The touchscreen is used for selecting items off of the combat menu, blocking attacks, and inputting attack gestures. These touchscreen elements keep the combat feeling much more active than most turn-based fare.
These controls were conceived of in order to keep the battles being something that have to be actively played. Turn-based combat like the type we used in this game can easily devolve into players selecting a single attack over and over again and then healing when they are weak. For better or worse, in Spiderwick, the players have to keep paying attention to even the simplest fights throughout the game. The outcome of a battle where they blocked every incoming attack and got every damage bonus will be a great deal different from one where they simply selected their moves and watched them play out.
Special abilities and sprite effects
Beyond the basic attacks are special abilities and sprite effects. Special abilities are governed by a 5 point meter that is shared by all party members, and sprite effects use sprites collected on the adventure map to attack enemies, heal allies, and perform a number of other effects.
Special ability meter
The two ideas of having the "magic" component of the battle mode be built around using a limited supply of collectables, and the leaving the purchasing of special abilities at the player's discretion, was a trickier thing to balance that I initially believed it would be. In fact, if the player does all the "wrong" things, there are points in the game where they can get permanently stuck.
What I learned from this is that I couldn't just trust the testers to find these issues on their own. Especially on a game with this many variables, and one that is as tightly balanced as this is (where brute force level grinding is not an option), I needed to provide them with a plan for testing the game using many different play styles. On this project I did not.

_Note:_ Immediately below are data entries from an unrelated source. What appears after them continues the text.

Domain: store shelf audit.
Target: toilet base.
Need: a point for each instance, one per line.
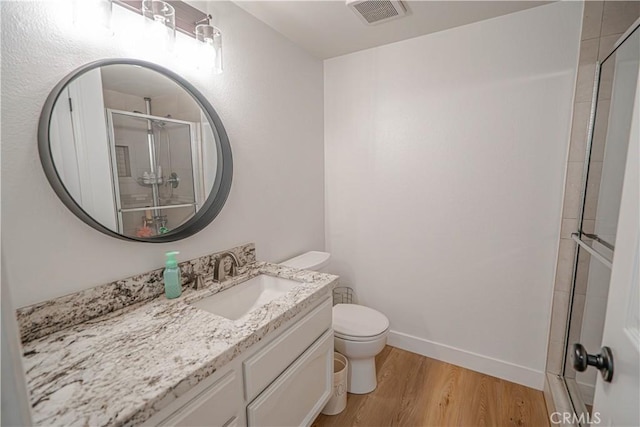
(362, 376)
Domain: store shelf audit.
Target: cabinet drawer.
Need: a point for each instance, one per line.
(261, 369)
(217, 405)
(300, 393)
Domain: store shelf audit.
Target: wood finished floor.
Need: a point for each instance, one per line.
(414, 390)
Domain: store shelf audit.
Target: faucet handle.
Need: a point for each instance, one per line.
(196, 281)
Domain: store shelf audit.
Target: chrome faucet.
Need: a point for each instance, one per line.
(226, 266)
(196, 281)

During each character's turn the player can choose to move them into the front row or back row. This decision affects which moves the character can use during their turn, whether or not they receive a defensive bonus if attacked during the enemies' turn, whether or not they participate in a counterattack, and, indirectly, the combat decisions of the enemy characters.
A character in the front row:
A character in the back row:
A lot of the strategic depth of the game comes from these mechanics. Players can lure enemies into counterattack traps, by using items that force the enemy to target them on their next turn. They can get special ability points on their first turn by attacking protected enemies and blocking their party's counterattacks. Characters in the back row aren't just more protected from damage, they are also less likely to be attacked in the first place. But a character in the back row can only attack by expending scarce resources.
Enemies are programmed to choose from several basic attack behaviors (such as: attack front row character, or attack lowest health character) depending on the current circumstances of the battle.
We used this system to give personalities to our different enemies. With a more intelligent enemy, the more characters that are in countering position, and the lower the enemy's health, the more cautious the behavior they use (like, explicitly avoiding back row attacks). But some enemies were made to be stupidly aggressive and always attacked the character with the lowest health regardless of counter-attacks, making them easier to defeat if the player recognized the behavior.
Ultimately The Spiderwick Chronicles is a pretty simple game, and if we never mixed things up then over the long term it could potentially get monotonous. One way I tried to keep things interesting in combat was by giving some of the enemies abilities that would force the player to change how they played or try new tactics. Others are only support characters and flee if the other enemies are all killed.
These goblins don't attack, but sprite effects do not work while a fisher goblin is in the battle. If the player uses a sprite effect the fisher will "eat" their sprites, negating the effect. They flee if alone in battle.
These goblins eat random sprites out of the player's inventory when they attack.
The goblin elites only found in the area around the ogre's lair. They block all incoming attacks, reducing the damage done to them to 1. Players must stun them to break through their defense.
The larger trolls grab one of the player characters and hold them for a turn before biting them and reducing their remaining hitpoints by half. If they are attacked while holding one of the characters the damage from the attack is split between the troll and the held character.
These tinkerers do not attack. Every turn they repair damage done to their mechanical attack dogs. They flee if alone in battle.
Dangerous but not malicious. When held against their will by goblins these creatures confuse the player characters causing them to attack their own party. They flee if alone in battle.